Streptomyces shows a eukaryotic characteristic that vegetative cell can grow into mycelial form and has morphological and physiological differentiation at a certain period during its life cycle. Streptomyces has been used for the production of many biologically active compounds, such as antibiotics and pronase. Production of second metabolites and differentiation of the vegetative cell share the certain period of its lift cycle. Therefore, second metabolites may affect the differentiation of the vegetative cell. One of the microbial hormone, called A-factor, regulates the production of second metabolites, sporulation and differentiation of the cells. Streptomyces griseus produces streptomycin as well as many different kinds of proteinase. As mentioned, period of proteinases production overlaps with the period of differentiation of the vegetative cells. Protease may play a important role for the differentiation of the cells.

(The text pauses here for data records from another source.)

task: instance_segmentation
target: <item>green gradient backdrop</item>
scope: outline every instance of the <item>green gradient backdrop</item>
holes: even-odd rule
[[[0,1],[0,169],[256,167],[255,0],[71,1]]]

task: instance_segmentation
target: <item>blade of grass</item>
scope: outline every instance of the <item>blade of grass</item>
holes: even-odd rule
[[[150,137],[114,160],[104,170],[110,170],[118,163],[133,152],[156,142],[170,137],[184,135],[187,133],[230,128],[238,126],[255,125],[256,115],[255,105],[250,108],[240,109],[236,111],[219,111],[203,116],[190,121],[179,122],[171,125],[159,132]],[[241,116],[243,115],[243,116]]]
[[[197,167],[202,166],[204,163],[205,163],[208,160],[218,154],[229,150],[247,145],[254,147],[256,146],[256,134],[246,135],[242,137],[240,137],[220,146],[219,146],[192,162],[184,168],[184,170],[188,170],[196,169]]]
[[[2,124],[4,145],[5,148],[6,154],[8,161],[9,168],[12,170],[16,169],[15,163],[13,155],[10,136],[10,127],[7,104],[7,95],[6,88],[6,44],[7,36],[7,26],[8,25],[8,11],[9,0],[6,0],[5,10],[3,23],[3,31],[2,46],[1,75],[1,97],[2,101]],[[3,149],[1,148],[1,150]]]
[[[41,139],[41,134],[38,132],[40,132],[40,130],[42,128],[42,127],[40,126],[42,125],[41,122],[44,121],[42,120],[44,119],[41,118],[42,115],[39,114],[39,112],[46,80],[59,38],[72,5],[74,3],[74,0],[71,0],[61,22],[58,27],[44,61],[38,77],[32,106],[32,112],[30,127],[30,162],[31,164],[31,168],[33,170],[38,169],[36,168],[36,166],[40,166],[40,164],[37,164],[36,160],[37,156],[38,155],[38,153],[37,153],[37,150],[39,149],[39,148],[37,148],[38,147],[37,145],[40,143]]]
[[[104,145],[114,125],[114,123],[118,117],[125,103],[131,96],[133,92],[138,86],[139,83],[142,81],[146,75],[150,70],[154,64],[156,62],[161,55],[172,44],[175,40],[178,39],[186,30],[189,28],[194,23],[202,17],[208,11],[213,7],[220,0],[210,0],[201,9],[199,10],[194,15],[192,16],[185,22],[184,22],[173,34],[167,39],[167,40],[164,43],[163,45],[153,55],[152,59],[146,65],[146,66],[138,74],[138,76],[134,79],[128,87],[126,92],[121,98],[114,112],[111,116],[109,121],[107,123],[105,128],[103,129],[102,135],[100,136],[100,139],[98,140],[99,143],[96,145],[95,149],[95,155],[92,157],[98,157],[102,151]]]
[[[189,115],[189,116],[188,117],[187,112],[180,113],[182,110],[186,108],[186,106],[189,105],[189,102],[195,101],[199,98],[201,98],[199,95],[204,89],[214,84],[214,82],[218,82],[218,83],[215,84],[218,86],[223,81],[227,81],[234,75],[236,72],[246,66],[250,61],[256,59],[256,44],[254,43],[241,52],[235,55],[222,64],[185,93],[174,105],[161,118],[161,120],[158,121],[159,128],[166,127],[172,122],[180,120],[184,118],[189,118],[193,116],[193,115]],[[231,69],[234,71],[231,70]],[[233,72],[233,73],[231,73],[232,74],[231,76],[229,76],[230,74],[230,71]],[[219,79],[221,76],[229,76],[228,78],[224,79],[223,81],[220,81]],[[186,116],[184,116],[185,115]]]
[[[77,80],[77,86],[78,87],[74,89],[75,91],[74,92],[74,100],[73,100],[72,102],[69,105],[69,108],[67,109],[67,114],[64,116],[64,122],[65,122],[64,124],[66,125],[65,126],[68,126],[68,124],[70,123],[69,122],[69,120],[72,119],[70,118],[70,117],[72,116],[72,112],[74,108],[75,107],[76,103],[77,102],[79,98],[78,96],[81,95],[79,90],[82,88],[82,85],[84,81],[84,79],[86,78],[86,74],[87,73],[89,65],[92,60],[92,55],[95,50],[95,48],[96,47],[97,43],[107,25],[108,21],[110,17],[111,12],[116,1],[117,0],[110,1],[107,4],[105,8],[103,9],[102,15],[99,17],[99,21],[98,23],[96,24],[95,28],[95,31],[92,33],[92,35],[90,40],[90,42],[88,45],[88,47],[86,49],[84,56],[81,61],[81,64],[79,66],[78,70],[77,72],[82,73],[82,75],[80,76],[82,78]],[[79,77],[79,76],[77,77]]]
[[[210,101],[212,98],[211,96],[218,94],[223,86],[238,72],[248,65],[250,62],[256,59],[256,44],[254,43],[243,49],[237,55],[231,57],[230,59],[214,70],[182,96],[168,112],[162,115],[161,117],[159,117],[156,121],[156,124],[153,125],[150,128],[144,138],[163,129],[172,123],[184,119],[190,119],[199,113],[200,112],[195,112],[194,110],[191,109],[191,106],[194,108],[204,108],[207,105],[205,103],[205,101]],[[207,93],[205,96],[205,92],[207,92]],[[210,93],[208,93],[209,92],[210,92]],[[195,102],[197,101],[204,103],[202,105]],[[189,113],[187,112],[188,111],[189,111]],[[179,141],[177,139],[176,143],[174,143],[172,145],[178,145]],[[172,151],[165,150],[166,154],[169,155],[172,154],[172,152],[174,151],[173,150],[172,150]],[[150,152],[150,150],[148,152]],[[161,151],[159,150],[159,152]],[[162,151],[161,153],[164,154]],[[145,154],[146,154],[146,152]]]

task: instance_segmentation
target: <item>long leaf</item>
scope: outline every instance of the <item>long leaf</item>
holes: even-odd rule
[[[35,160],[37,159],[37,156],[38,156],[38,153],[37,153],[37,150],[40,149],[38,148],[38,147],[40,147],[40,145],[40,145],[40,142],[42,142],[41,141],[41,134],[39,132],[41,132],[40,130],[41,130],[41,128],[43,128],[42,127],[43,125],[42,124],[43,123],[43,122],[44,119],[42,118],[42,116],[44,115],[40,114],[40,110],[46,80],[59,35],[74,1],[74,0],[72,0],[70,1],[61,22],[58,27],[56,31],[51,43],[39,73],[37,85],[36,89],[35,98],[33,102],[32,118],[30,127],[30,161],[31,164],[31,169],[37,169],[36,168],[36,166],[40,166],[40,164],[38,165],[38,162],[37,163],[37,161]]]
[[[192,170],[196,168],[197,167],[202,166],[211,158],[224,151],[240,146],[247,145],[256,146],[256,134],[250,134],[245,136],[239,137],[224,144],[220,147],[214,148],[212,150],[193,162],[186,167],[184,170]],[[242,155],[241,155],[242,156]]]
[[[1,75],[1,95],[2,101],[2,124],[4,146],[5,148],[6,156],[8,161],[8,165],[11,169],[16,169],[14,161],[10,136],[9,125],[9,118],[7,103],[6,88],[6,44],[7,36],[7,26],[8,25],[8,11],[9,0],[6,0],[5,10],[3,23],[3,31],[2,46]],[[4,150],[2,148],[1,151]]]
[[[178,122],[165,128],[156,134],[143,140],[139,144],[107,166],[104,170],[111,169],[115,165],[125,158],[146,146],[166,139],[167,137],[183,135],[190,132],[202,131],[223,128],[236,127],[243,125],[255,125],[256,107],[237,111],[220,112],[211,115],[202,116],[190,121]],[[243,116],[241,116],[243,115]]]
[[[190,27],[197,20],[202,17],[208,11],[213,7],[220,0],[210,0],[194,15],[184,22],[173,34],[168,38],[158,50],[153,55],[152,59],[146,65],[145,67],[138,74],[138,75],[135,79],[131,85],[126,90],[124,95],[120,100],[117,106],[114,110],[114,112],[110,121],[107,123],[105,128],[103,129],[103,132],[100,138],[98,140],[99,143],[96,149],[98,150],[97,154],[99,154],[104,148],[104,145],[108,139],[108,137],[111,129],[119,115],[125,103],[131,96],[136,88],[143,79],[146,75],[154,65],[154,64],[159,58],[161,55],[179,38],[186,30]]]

In this paper, function of the SGPD gene cloned from S. griseus IFO 13350 tested whether it affects for the differentiation of A-factor mutated S. griseus HH1 and S. griseus IFO13350. pWHM3 and pWHM3-sprD plasmid was transformed into S. griseus HH1 and S. griseus IFO13350. Chymotrypsin activity of the cultured medium of the transformants with pWHM3-sprD plasmid didn't show any change with that of the transformants with plasmid only. The transformants with pWHM3-sprD plasmid didn't show the increase of the production of actinorhodin as well as morphological change in S. griseus IFO 13350 and HH1, as well. The promoter sequences of the SGPA and SGPB gene which encode chymotrypsin-like protease, were compared with that of SGPD gene. Regulatory mechanism of gene expression of proteinase genes will be studied for the development of high production system for protease as well as the function of the proteases.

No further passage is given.